Programdaki konuşmasına sosyal medyanın zararlarına değinerek başlayan Prof. Dr. Yılmaz, yaşanan çağda zihne ve kalbe takılan çok fazla uyarıcı olduğuna dikkati çekerek, şöyle devam etti:
"Son 30-40 yılda televizyonla birlikte internet ve sosyal medya, artık insanları kendi küçük dünyalarında büyük sanal dünyalar kurarak yalnızlaştırmaya başladı. Oysa ki insan dediğimiz varlık, sosyal bir varlık diye tabir edilir. İnsanlarımız ellerindeki cep telefonlarıyla çok büyük bir sanal sosyaliteye kavuştular. O sanal dünyada ilişkiler kuruyorsunuz. Bu birebir göz ve gönül teması sağlayan, dokunma, musafaha etme imkanı veren ortamlardan bizi uzaklaştırıyor. Bu da çağımızın afetlerindendir. Gençlerimizi ve insanlarımızı bütün bu uyaranlardan kurtarıp, zaman zaman kendi fıtri özellikleriyle baş başa getirecek ortamlar sunmak gerekiyor."

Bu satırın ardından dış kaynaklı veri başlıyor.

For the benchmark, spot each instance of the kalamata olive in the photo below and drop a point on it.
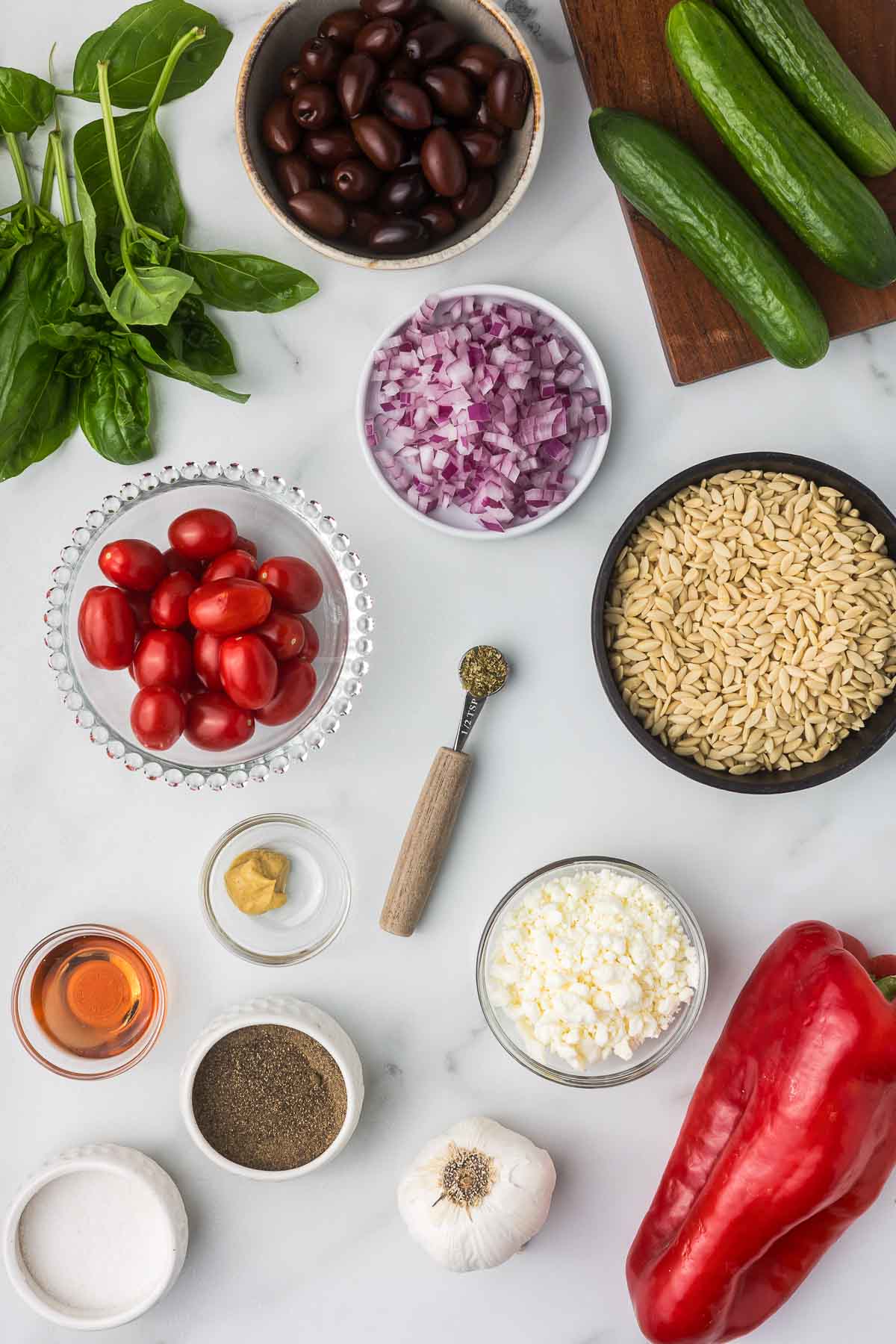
(452, 90)
(321, 213)
(379, 140)
(343, 26)
(356, 81)
(401, 67)
(381, 40)
(405, 104)
(292, 80)
(294, 174)
(508, 94)
(444, 163)
(314, 108)
(361, 225)
(356, 181)
(438, 220)
(426, 13)
(476, 198)
(328, 148)
(398, 235)
(405, 193)
(480, 60)
(279, 127)
(485, 121)
(482, 148)
(433, 42)
(388, 8)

Yılmaz, sosyal medyanın güzel bir şey olduğunu ama bağımlılık yaptığı andan itibaren insanları hasta derecesinde yalnızlaştırabildiğini vurgulayarak, "Kalpten kalbe giden bir yol vardır. Bizim amacımız onu harekete geçirmektir. En önemlisi her şeyin ilmihali oluştu. Ticaret ilmihalimiz, ibadet ilmihalimiz var. Belki bir de sosyal medya ilmihaline ihtiyacımız var. Ne kadarı meşru, ne kadarı meşru değil, ne kadarı bizim fıtratımıza uygun ve sürdürülebilir, ne kadarından uzak kalmalıyız bunu belirlemeliyiz. Çocuklarımızı bu ilmihal bilgilerine göre yönlendirmeliyiz." değerlendirmesinde bulundu.
Çocuklara camilerde kızılması gibi olumsuz durumlar üzerine gelen bir soruyu cevaplayan Prof. Dr. Yılmaz, yapılan bir araştırmaya göre yaşı 50'nin üzerindeki insanların camide çocuk görmeye tahammüllerinin daha az olduğunu belirterek, "Çocuk oynayarak öğrenir. Mihraba, kürsüye, tespihe dokunup oynamadan ne ibadeti ne de mabedi tanıyabilir. Tanıması için oynaması lazım. Onun için oynamasına izin vermek gibi bir sorumluluğumuz var. Bunları anlatıyoruz, eskiye göre azaldığını zannediyorum. Tabii bu bir değişimdir. İnşallah yeni gelenler daha şefkatli, daha merhametli olurlar ve bu sorunu aşarız." ifadelerini kullandı.